Happy Birthday, Mies van der Rohe

farnsworthI didn’t have the 126th birthday of the late Modernist architectural pioneer Ludwig Mies van der Rohe marked on my calendar, but when Google saw it fit to remind me, I surely took notice. You see, one of Mies’ most famous creations, the Farnsworth House  stands near a river bank a mile or so south of my hometown.

VIDEO: Mies van der Rohe’s Farnsworth House (1 of 3)

VIDEO: Mies van der Rohe’s Farnsworth House (2 of 3)

VIDEO: Mies van der Rohe\’s Farnsworth House (3 of 3)

In case you did not (or will not) watch the half-hour special featured in this post, the house was initially designed so minimally that the owner, Dr. Edith Farnsworth, of Chicago, complained that there wasn’t even a place in which to hang her clothes.

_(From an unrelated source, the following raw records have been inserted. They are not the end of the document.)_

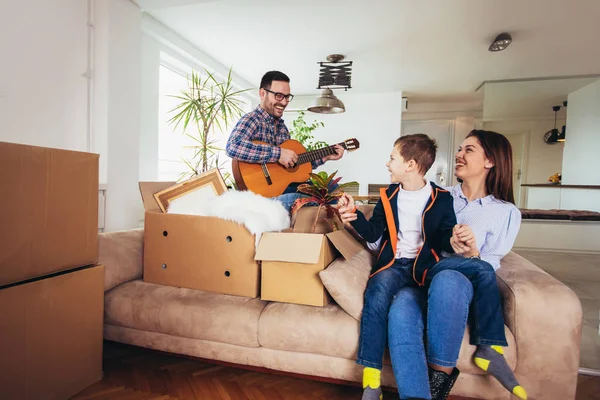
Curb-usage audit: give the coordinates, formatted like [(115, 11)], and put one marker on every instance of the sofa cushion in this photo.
[(346, 280), (184, 312), (121, 254), (319, 330), (332, 332)]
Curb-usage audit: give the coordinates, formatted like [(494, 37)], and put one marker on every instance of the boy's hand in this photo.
[(346, 208)]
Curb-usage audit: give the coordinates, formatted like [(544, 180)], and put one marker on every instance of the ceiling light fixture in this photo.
[(563, 133), (333, 74), (501, 42), (551, 137), (327, 104)]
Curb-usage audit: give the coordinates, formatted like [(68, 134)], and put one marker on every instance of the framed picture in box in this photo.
[(206, 185)]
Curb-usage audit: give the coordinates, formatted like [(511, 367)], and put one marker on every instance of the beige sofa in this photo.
[(543, 323)]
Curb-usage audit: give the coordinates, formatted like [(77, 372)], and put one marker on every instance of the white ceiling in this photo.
[(427, 47), (529, 99)]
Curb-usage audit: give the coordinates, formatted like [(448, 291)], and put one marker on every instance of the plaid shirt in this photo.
[(262, 126)]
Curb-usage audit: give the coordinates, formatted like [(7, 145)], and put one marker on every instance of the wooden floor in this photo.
[(133, 373)]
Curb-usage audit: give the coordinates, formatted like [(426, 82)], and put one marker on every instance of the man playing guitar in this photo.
[(265, 124)]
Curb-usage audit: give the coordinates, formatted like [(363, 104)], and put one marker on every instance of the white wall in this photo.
[(373, 119), (43, 90), (542, 159), (117, 115), (149, 112), (47, 100), (581, 162)]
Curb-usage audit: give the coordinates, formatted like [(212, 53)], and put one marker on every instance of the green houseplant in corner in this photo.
[(207, 106), (324, 190), (303, 132)]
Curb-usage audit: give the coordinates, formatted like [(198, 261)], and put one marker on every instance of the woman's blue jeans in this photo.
[(486, 320), (441, 314)]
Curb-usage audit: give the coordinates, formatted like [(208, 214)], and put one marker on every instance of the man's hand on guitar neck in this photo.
[(287, 158)]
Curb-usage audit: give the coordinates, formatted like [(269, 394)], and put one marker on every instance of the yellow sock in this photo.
[(371, 378)]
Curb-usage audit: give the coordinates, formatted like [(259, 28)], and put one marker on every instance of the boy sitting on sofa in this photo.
[(414, 222)]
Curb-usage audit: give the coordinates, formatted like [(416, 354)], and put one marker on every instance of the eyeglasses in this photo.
[(281, 96)]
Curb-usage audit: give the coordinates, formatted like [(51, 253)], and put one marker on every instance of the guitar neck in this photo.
[(311, 156)]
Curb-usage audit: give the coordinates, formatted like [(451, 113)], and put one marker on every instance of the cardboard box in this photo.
[(291, 263), (204, 253), (51, 335), (304, 219), (48, 211)]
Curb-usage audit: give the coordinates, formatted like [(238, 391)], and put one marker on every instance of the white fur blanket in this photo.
[(257, 213)]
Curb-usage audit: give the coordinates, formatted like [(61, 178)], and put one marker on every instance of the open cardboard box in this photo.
[(190, 251), (291, 263), (304, 219)]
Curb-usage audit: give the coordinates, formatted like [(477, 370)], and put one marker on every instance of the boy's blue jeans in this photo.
[(380, 291), (487, 322), (427, 326)]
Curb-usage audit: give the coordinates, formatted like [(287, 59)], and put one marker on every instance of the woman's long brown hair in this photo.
[(498, 150)]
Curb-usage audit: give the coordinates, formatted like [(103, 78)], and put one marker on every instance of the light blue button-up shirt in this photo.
[(495, 224)]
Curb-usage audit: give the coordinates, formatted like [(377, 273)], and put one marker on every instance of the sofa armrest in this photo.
[(545, 318), (121, 253)]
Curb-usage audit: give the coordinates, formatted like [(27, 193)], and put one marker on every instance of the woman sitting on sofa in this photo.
[(426, 368)]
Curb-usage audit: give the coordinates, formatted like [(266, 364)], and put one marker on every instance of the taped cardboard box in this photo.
[(195, 252), (48, 211), (304, 220), (291, 263), (51, 335)]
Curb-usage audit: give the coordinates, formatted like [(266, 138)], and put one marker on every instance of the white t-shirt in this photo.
[(410, 210)]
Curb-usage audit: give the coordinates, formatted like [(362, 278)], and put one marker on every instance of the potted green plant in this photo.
[(324, 190), (207, 105), (303, 132)]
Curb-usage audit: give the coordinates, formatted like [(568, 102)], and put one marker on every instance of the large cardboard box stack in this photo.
[(51, 291), (196, 252)]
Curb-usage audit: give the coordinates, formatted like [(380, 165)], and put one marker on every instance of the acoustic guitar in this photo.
[(271, 179)]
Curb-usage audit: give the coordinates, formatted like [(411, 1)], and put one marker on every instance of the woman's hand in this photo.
[(463, 233), (463, 241), (346, 208)]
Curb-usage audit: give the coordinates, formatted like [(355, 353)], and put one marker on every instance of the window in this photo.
[(173, 144)]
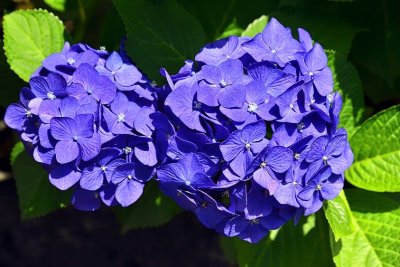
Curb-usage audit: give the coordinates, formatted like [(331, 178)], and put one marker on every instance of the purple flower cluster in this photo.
[(257, 142), (89, 117)]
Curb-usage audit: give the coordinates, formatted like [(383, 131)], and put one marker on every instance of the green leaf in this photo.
[(256, 26), (303, 245), (160, 34), (37, 196), (16, 151), (58, 5), (10, 82), (152, 209), (338, 214), (376, 147), (215, 16), (348, 84), (375, 241), (29, 37), (232, 29)]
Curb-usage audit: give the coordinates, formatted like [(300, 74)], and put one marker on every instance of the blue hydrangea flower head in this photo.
[(90, 117), (262, 110)]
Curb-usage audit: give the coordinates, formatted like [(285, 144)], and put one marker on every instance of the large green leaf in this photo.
[(152, 209), (36, 195), (338, 214), (348, 84), (303, 245), (29, 37), (376, 147), (376, 240), (256, 26), (160, 34)]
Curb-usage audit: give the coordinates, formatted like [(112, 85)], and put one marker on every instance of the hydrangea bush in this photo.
[(257, 140), (250, 132), (89, 117)]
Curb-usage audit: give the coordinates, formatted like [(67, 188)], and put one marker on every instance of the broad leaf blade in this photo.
[(152, 209), (37, 196), (348, 84), (160, 34), (29, 37), (338, 214), (376, 147), (375, 241), (255, 27)]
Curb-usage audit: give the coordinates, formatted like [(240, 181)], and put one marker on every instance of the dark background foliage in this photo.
[(366, 33)]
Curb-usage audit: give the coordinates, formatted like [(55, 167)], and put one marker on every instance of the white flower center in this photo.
[(71, 61), (127, 150), (197, 105), (300, 126), (28, 113), (330, 98), (252, 107), (247, 146), (51, 96), (121, 117), (223, 83)]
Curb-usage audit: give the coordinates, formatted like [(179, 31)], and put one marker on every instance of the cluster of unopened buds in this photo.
[(247, 139)]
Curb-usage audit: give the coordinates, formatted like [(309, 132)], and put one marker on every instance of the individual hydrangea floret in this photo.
[(90, 118), (257, 141)]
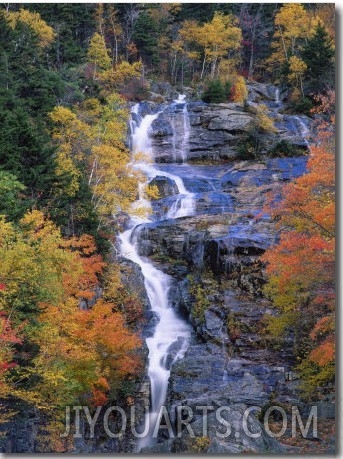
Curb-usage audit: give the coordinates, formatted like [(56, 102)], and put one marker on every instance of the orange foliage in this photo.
[(301, 268)]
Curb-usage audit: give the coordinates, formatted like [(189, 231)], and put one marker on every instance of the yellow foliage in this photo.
[(240, 93), (120, 74)]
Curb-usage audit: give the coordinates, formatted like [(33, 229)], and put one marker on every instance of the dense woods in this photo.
[(69, 329)]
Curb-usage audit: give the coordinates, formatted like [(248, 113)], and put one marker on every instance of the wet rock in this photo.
[(259, 92), (161, 127), (165, 185)]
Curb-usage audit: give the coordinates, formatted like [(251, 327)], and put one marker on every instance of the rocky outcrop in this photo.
[(165, 185), (216, 132)]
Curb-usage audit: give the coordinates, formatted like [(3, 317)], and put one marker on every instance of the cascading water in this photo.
[(171, 330)]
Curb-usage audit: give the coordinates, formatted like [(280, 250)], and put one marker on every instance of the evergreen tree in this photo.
[(145, 36), (216, 92), (318, 55)]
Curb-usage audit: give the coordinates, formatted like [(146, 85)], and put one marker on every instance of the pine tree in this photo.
[(318, 55)]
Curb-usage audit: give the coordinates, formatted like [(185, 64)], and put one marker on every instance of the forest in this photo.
[(70, 325)]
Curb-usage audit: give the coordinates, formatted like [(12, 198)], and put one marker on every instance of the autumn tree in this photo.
[(83, 353), (301, 267)]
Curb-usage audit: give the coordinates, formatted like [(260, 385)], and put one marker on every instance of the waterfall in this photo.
[(172, 333), (170, 329)]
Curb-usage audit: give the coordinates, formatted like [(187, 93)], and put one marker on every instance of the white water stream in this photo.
[(171, 330)]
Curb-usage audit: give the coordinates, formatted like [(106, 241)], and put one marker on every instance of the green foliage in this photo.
[(318, 54), (147, 43), (216, 92), (11, 203)]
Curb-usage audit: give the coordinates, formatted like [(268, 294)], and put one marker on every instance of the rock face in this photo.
[(229, 363), (216, 132), (165, 185)]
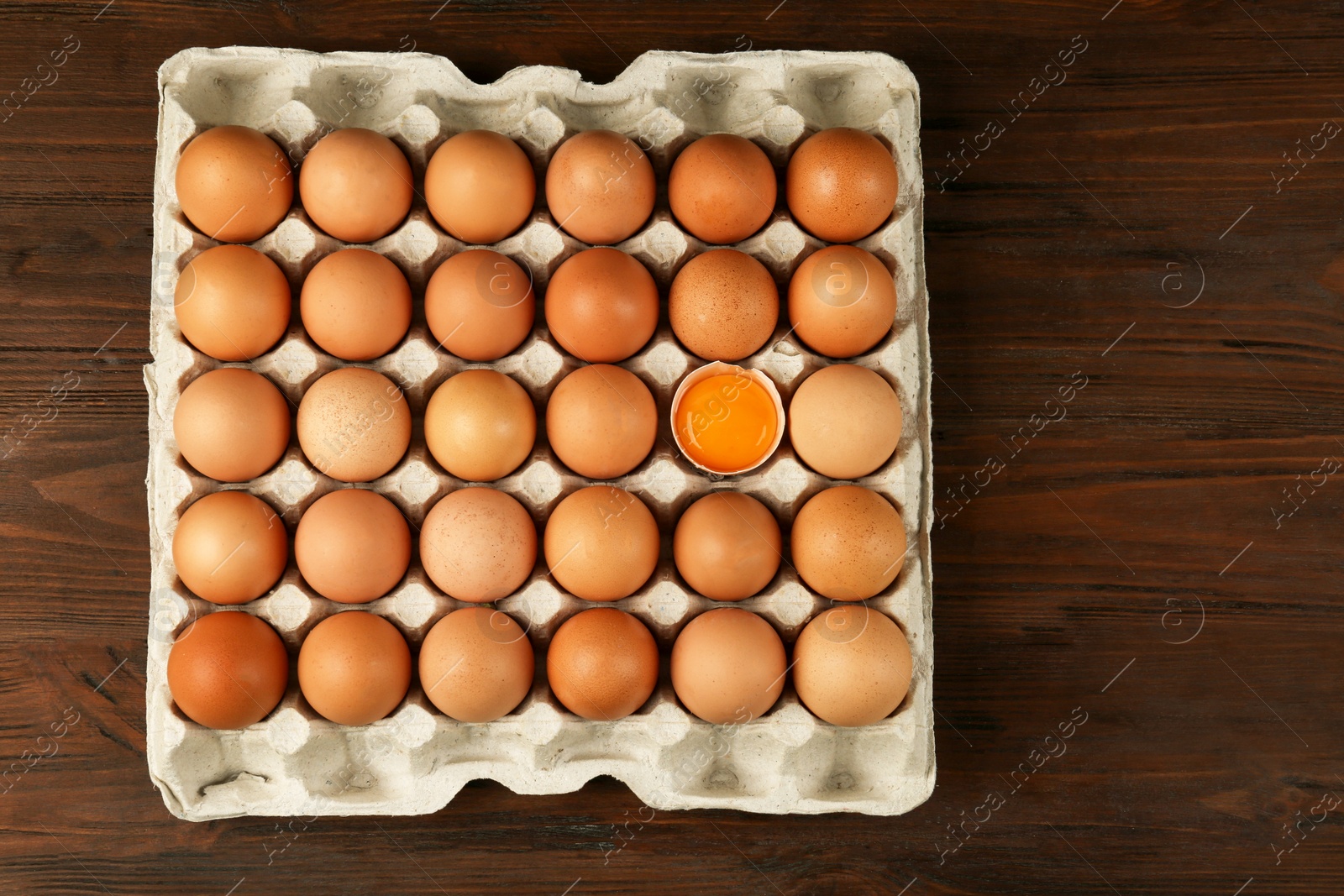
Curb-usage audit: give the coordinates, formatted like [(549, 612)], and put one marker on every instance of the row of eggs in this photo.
[(235, 184), (851, 667), (480, 425), (480, 544), (233, 302)]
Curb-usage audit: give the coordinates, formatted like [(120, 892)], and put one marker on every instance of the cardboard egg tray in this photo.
[(417, 759)]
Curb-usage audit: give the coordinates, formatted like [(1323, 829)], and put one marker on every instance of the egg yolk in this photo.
[(726, 422)]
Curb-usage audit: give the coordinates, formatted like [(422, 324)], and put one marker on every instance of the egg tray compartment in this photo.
[(416, 761)]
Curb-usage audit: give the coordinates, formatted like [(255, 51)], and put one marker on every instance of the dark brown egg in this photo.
[(848, 543), (228, 669), (602, 664), (232, 425)]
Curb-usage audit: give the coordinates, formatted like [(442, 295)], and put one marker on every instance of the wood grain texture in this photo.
[(1140, 520)]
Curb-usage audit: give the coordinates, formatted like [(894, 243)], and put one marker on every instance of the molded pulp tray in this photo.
[(416, 761)]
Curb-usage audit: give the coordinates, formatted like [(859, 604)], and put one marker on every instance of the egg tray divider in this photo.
[(416, 761)]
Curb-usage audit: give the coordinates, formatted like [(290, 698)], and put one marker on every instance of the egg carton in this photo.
[(416, 761)]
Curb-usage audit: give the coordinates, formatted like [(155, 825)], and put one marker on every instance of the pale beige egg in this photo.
[(853, 665), (480, 425), (601, 543), (844, 421), (354, 425)]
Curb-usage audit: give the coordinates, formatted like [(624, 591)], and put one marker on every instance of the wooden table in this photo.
[(1160, 219)]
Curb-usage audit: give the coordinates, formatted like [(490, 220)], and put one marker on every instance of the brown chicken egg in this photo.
[(727, 546), (600, 187), (601, 543), (848, 543), (354, 425), (602, 305), (842, 184), (234, 184), (479, 544), (601, 421), (602, 664), (354, 668), (228, 669), (851, 667), (356, 304), (476, 664), (355, 184), (844, 421), (480, 425), (480, 186), (232, 425), (722, 188), (727, 667), (353, 546), (232, 302), (723, 305), (842, 301), (230, 547), (480, 304)]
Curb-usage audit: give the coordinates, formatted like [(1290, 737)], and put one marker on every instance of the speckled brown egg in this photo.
[(601, 421), (232, 302), (722, 188), (476, 664), (480, 304), (842, 184), (727, 667), (228, 669), (232, 425), (354, 668), (844, 421), (234, 184), (356, 304), (853, 665), (848, 543), (601, 543), (480, 186), (480, 425), (355, 184), (602, 305), (600, 187), (354, 425), (230, 547), (602, 664), (727, 546), (723, 305), (842, 301), (353, 546), (479, 544)]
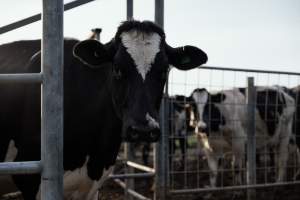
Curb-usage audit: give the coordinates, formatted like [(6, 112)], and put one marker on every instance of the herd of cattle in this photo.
[(219, 120), (112, 92)]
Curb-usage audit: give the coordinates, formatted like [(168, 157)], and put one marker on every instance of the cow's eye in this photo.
[(117, 74)]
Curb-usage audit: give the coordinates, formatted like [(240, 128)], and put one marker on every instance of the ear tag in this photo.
[(185, 60)]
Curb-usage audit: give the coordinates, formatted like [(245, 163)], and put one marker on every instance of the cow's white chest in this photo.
[(78, 185), (142, 47)]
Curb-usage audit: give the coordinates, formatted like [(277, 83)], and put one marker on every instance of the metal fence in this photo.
[(189, 173), (51, 78)]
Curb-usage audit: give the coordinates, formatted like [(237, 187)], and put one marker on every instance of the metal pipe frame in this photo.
[(131, 192), (28, 167), (229, 188), (140, 167), (22, 78), (52, 101), (37, 17), (131, 176), (247, 70), (251, 137)]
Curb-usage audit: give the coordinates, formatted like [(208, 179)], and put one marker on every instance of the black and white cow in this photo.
[(112, 92), (295, 93), (181, 115), (181, 119), (222, 126)]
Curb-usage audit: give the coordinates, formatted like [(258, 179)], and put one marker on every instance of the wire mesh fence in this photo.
[(213, 154)]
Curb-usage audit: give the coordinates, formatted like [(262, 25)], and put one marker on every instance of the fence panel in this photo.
[(190, 172)]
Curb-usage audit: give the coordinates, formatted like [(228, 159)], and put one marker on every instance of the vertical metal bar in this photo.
[(52, 101), (162, 153), (129, 183), (251, 139), (159, 19), (129, 9), (161, 150), (159, 12)]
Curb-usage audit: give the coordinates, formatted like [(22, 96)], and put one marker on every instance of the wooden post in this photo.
[(52, 101)]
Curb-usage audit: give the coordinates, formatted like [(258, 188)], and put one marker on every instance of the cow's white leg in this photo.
[(78, 186), (297, 164), (283, 155), (213, 167), (238, 149), (212, 159), (93, 194)]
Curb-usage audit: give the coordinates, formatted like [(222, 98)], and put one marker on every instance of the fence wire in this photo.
[(188, 168)]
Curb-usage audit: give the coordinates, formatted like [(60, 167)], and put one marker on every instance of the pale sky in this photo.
[(260, 34)]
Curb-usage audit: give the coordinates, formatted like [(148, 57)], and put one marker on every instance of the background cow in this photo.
[(222, 126), (111, 91)]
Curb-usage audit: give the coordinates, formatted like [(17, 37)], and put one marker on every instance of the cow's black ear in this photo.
[(187, 57), (92, 53)]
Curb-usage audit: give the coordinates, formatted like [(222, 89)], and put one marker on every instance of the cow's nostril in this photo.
[(134, 135)]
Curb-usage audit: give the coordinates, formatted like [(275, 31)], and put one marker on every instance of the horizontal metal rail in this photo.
[(248, 70), (228, 188), (140, 167), (28, 167), (37, 17), (131, 192), (22, 78), (133, 175)]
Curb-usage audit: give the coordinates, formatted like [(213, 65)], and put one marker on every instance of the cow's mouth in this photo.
[(141, 134)]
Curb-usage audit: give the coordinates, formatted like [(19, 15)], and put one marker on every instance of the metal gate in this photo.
[(193, 177), (51, 77)]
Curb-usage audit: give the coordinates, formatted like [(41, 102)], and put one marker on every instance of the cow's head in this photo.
[(140, 60), (210, 117)]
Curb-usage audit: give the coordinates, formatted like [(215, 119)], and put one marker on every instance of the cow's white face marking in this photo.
[(142, 47), (201, 100)]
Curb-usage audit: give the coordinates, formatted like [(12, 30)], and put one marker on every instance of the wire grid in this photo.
[(192, 172)]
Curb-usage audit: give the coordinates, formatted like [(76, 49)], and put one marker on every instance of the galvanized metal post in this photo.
[(159, 12), (161, 150), (52, 101), (251, 139), (129, 9), (129, 183), (162, 153)]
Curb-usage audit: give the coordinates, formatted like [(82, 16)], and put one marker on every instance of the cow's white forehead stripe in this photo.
[(142, 47)]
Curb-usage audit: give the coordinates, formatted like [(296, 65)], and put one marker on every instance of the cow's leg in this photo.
[(145, 153), (282, 159), (212, 162), (27, 184), (183, 146), (282, 150)]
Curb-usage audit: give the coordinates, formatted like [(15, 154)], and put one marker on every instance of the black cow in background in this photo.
[(181, 123), (112, 92), (295, 93)]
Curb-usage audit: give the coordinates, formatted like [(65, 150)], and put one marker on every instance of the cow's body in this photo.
[(111, 91), (295, 93), (223, 124), (85, 100)]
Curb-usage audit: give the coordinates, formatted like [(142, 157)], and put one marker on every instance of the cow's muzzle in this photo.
[(142, 134)]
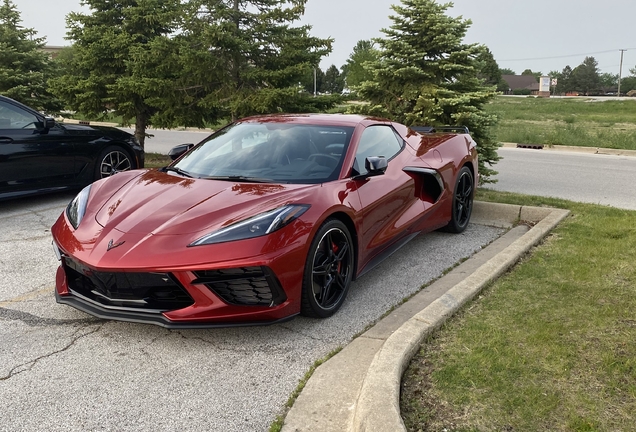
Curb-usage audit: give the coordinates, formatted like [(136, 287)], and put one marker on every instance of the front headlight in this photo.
[(76, 208), (256, 226)]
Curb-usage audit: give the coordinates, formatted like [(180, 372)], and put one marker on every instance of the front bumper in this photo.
[(141, 317), (200, 297)]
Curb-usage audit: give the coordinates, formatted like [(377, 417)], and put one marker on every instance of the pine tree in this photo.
[(24, 67), (426, 75), (123, 59)]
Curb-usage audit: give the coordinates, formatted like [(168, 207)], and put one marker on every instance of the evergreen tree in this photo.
[(354, 71), (247, 57), (122, 59), (24, 67), (334, 81), (426, 75)]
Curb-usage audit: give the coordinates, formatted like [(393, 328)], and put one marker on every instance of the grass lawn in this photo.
[(572, 122), (549, 346)]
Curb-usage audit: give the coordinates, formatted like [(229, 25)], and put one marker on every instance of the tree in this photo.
[(427, 75), (608, 82), (565, 81), (488, 68), (628, 83), (245, 57), (120, 59), (24, 67), (586, 76), (354, 70), (309, 81), (334, 81)]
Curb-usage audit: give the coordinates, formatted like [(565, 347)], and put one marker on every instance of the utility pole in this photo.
[(620, 72)]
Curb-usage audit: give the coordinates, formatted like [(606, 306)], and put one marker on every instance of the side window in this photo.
[(12, 117), (376, 141)]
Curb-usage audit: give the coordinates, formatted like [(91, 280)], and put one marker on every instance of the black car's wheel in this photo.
[(462, 201), (111, 161), (328, 270)]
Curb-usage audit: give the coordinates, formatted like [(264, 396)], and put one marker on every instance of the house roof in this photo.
[(521, 82)]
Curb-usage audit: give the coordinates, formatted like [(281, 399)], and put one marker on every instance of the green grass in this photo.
[(549, 346), (571, 122)]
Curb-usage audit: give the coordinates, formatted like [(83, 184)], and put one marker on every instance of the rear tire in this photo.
[(463, 196), (328, 270), (111, 160)]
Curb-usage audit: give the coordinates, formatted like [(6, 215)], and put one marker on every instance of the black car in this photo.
[(38, 155)]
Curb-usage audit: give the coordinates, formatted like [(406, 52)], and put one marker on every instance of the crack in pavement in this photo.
[(37, 321), (295, 331), (27, 366)]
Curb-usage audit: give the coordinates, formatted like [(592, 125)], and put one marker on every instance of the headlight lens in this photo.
[(76, 208), (256, 226)]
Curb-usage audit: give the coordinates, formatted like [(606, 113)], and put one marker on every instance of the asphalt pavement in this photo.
[(61, 369)]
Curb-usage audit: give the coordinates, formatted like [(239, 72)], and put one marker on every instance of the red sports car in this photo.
[(268, 217)]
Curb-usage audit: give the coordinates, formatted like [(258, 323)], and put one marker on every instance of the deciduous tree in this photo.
[(355, 69), (427, 75), (586, 76), (334, 81), (247, 57)]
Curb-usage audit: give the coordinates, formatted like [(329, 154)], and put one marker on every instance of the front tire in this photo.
[(463, 197), (112, 160), (328, 270)]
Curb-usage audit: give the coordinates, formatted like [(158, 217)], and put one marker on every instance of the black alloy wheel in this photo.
[(111, 161), (328, 270), (462, 201)]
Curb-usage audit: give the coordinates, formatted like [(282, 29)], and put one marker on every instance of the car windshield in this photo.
[(270, 152)]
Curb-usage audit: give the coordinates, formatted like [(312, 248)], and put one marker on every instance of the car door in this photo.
[(31, 156), (389, 205)]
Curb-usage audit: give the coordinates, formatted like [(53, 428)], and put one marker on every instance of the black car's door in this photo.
[(31, 157)]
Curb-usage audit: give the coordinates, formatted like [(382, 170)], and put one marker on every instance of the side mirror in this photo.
[(375, 165), (178, 151)]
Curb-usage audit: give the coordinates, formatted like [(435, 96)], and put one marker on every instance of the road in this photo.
[(592, 178), (62, 370)]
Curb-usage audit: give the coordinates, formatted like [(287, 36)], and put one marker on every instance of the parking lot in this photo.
[(61, 369)]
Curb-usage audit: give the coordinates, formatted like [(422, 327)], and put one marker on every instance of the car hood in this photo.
[(161, 203)]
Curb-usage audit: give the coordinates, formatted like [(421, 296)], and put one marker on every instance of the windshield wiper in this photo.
[(243, 179), (178, 171)]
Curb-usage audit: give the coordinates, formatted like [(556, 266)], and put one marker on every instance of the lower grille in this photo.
[(149, 291), (243, 286)]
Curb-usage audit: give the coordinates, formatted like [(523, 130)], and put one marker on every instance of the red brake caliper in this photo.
[(334, 249)]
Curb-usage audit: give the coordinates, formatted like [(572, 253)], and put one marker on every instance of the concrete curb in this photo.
[(378, 406), (359, 388)]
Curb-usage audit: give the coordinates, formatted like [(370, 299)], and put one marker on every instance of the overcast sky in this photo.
[(541, 35)]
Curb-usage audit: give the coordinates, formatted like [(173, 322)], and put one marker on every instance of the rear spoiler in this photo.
[(434, 129)]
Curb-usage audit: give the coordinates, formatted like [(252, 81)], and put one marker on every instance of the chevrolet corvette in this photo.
[(267, 218)]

While living in a glass-walled house on a semi-remote stretch of riverbank, surrounded by twelve months of northern Illinois nature appeals to me, the philosophy behind the house is almost diametrically opposed to my stance on most things–most notably, web design.

Form over function.

In dealing with high-content websites, it has been my experience that form doesn’t scale gracefully. Even Google has had to deal with the demand for more content from time to time. There is always some new product or service that has to be featured. There is always another product that has become a irremovable fixture. There is always a shiny new trend or emerging practice to follow. As a designer and/or content manager of such sites, it falls on you to make your five-pound template hold ten pounds of content, and make it look like it was meant to do that all along.

Still, there’s a reason that we marvel over structures like the Farnsworth House and not, say, your nearest big box store.